Folgt man der »Encyklopädie Musik-Wissenschaft« von 1840, dann bedeutet »Capriccio, Caprice (Laune, Grille) eine freie Fantasie, ein launenhaftes, willkürlich scheinendes Kunstwerk, in welchem der Komponist, was Plan, Ausführung und Gedankenfolge anlangt, sich mehr seiner Laune als der strengen Ordnung und Form einer bestimmten Gattung überlässt: ‚Je wunderlicher und außerordentlicher es ist, desto mehr verdient es seinen Namen.‘« Und tatsächlich mutet »Capriccio« nicht nur, aber vor allem auch auf Grund der Zeit-Umstände seines Entstehens zumindest wunderlich an …

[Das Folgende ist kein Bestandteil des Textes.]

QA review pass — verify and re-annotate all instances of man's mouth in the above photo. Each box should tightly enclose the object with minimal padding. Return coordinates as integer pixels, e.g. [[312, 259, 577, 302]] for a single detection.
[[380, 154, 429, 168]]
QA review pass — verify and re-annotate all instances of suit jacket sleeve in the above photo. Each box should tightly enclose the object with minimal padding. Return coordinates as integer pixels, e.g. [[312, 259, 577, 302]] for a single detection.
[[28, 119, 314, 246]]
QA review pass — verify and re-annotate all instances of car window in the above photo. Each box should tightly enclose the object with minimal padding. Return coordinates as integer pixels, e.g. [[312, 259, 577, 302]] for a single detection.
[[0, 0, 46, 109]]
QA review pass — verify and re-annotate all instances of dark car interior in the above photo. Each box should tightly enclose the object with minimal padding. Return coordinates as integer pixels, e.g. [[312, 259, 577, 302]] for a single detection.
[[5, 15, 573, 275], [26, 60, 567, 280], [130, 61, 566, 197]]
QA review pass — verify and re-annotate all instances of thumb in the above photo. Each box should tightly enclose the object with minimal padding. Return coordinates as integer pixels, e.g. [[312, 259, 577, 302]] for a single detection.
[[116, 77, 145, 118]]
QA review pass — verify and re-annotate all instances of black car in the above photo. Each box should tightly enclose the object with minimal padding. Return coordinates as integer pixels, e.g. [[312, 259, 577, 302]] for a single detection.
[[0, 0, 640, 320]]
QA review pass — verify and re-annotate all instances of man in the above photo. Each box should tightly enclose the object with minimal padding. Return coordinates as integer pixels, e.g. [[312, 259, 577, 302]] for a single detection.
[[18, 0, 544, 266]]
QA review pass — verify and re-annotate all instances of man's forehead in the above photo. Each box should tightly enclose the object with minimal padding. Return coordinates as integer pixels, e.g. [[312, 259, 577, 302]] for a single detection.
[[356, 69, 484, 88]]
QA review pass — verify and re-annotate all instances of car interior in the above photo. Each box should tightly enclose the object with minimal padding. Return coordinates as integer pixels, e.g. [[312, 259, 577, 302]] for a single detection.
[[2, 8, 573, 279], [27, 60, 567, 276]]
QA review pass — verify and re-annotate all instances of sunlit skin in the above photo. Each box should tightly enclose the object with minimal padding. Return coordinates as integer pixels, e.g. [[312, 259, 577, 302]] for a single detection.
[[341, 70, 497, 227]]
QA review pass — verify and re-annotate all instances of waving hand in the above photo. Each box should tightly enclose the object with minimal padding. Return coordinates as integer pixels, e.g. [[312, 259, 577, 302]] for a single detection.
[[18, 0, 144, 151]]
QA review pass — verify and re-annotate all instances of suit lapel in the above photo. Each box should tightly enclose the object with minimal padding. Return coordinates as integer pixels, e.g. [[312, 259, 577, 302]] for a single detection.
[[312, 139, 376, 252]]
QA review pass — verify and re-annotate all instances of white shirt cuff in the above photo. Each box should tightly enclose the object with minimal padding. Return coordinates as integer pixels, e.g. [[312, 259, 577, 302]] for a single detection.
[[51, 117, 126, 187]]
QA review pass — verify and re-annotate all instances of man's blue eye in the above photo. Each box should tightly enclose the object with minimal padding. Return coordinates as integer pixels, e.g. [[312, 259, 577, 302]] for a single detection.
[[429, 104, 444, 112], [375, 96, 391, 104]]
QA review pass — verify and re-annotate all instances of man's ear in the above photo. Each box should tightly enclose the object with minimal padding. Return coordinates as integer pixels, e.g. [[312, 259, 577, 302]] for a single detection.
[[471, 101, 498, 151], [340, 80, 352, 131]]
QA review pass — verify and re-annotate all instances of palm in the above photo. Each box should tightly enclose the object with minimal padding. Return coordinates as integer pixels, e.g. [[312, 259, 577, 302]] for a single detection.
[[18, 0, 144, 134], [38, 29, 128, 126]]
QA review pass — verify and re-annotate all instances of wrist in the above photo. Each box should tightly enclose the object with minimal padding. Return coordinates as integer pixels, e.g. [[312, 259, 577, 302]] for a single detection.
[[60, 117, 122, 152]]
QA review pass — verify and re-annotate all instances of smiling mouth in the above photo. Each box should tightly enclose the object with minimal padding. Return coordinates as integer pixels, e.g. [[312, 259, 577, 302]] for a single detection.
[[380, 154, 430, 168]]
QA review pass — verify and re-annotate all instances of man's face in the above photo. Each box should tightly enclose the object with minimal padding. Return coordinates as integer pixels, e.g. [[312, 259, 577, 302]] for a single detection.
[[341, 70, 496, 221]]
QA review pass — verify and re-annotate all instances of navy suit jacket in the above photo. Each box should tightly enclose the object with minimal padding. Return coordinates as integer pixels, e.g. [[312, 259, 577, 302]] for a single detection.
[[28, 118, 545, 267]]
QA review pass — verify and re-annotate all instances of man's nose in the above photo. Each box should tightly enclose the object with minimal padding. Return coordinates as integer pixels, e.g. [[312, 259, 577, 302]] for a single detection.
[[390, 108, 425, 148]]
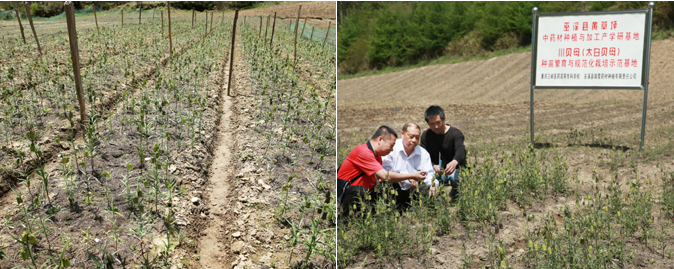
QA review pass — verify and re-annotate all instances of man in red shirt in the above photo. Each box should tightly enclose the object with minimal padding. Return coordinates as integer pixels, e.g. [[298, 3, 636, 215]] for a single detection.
[[337, 125, 426, 217]]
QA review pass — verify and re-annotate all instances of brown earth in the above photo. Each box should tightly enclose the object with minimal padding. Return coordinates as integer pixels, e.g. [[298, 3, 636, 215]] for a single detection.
[[190, 2, 335, 268], [337, 38, 674, 111], [337, 39, 674, 268]]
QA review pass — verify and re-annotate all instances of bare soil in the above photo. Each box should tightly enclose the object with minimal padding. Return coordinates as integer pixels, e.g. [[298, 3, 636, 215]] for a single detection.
[[338, 39, 674, 268]]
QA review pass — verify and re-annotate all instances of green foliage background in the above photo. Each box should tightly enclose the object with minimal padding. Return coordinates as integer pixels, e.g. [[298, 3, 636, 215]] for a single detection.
[[337, 1, 674, 74], [0, 1, 262, 18]]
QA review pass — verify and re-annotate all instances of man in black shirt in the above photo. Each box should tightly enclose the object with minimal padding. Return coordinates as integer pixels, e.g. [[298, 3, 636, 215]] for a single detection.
[[419, 106, 466, 200]]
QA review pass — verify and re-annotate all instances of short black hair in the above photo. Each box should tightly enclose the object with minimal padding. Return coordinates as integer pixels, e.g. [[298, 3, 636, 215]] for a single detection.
[[370, 125, 398, 140], [403, 122, 421, 132], [424, 106, 445, 123]]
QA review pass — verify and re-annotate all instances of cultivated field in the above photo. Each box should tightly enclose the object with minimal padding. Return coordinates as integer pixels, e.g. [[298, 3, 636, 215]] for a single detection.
[[0, 3, 336, 268], [337, 36, 674, 268]]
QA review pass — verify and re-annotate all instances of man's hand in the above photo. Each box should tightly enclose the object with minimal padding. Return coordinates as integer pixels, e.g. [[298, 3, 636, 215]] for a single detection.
[[410, 180, 419, 190], [445, 160, 459, 175], [412, 171, 426, 181], [433, 164, 442, 175]]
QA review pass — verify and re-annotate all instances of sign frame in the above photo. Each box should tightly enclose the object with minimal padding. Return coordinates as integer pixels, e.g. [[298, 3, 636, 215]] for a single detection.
[[529, 2, 655, 152]]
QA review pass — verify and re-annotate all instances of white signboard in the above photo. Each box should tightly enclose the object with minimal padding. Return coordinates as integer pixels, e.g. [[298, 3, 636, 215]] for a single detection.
[[535, 13, 646, 88]]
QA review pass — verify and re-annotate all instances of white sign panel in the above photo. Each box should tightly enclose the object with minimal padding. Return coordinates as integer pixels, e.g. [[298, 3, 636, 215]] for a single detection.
[[535, 13, 646, 87]]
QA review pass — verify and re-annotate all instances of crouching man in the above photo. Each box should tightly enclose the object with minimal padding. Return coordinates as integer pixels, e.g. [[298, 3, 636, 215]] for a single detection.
[[382, 122, 439, 210], [337, 125, 426, 218]]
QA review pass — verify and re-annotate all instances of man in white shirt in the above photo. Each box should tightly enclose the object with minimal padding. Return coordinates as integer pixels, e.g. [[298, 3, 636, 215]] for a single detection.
[[382, 122, 439, 209]]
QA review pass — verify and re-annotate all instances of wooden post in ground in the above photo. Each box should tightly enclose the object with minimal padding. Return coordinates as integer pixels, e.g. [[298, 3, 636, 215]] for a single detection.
[[300, 17, 309, 38], [264, 15, 270, 43], [166, 1, 173, 56], [293, 5, 302, 62], [323, 21, 332, 48], [227, 9, 239, 96], [14, 8, 26, 44], [65, 1, 87, 124], [23, 2, 42, 55], [93, 5, 100, 32], [269, 12, 276, 47]]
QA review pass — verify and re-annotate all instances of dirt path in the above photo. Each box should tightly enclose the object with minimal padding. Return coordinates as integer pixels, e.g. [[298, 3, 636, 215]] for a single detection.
[[199, 27, 246, 268]]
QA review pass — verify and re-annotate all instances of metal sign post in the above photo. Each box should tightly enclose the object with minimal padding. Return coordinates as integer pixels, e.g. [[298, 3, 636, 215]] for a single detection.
[[529, 2, 654, 151]]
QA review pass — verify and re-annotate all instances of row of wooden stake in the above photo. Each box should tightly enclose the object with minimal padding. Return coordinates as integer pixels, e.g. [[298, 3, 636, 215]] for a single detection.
[[59, 1, 239, 124], [243, 5, 332, 65]]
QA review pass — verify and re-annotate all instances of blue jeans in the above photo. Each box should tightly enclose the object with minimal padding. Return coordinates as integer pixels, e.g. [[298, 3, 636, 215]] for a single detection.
[[435, 166, 461, 200]]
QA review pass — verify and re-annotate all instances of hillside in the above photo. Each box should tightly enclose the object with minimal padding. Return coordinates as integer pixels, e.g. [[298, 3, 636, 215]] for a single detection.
[[337, 38, 674, 109]]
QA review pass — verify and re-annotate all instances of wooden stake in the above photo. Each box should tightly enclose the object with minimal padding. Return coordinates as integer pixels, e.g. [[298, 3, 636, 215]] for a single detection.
[[14, 8, 26, 44], [227, 9, 238, 96], [323, 21, 332, 48], [93, 5, 100, 31], [166, 1, 173, 56], [294, 5, 302, 62], [300, 17, 308, 37], [65, 1, 87, 124], [23, 2, 42, 55], [269, 12, 276, 47], [264, 15, 270, 43]]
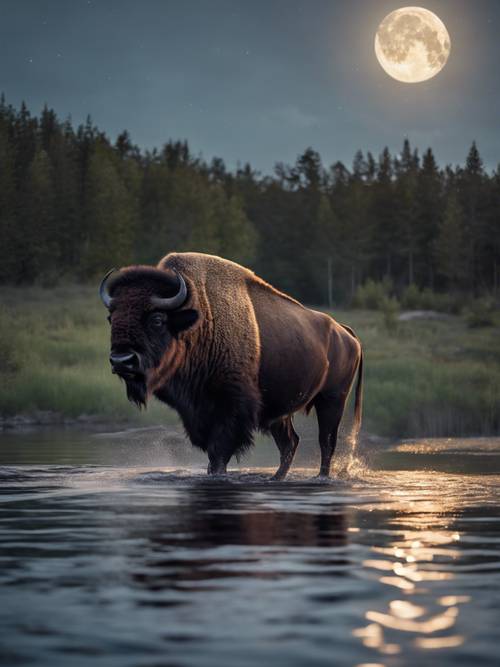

Denn die Jahre von 1934 bis zur Uraufführung waren in Europa bekanntlich eine Zeit fortschreitender Kriegsereignisse und politischer Radikalisierungen. Und am 28. Oktober 1942 kam mit »Capriccio« am Nationaltheater in München unter der Schirmherrschaft von Reichsminister Dr. Joseph Goebbels ein Werk zur Uraufführung, dessen Inhalt und Ästhetik in krassestem Widerspruch zu den Brutalitäten des Zeitgeschehens und zur Ausweglosigkeit millionenfacher Lebenswege stehen. Der Ort der Handlung liegt bei Paris im Jahre 1775. Wir befinden uns in der Hochblüte des Rokoko, als in der Metropole mit Leidenschaft zwischen den Anhängern Christoph Willibald Glucks oder jenen von Niccolo Piccinni über die Oper gestritten wird – und nur wenige Jahre vor den Europa schockierenden Jahren des Terreur der französischen Revolution, vor Massenmorden und Verfolgung und dem Zerfall all dessen, was man im Ancien Régime als »Kultur« zu bezeichnen pflegte. Auf die Frage, ob diese zeitliche Platzierung der Handlung Zufall gewesen sei, antwortete Rudolf Hartmann, der Regisseur der Uraufführung (wie der Dresdner Erstaufführung im Januar 1944): »Nein, Zufall nicht – denn die vielen Gespräche waren oft genug überschattet durch die deprimierende Wirkung der immer stärker fühlbaren Erschwerung des Theaterbetriebs, vor allem aber durch die offen zutage tretende Gleichgültigkeit der Machthaber allen kulturellen Dingen gegenüber, die sich zu bösartiger Feindseligkeit entwickelte.« So gesehen, kann die scheinbar heitere und schwerelose Caprice des damals 78-jährigen Richard Strauss als ein zeitgeschichtliches Dokument ästhetischer Opposition oder zumindest doch als Verweigerung gelesen werden.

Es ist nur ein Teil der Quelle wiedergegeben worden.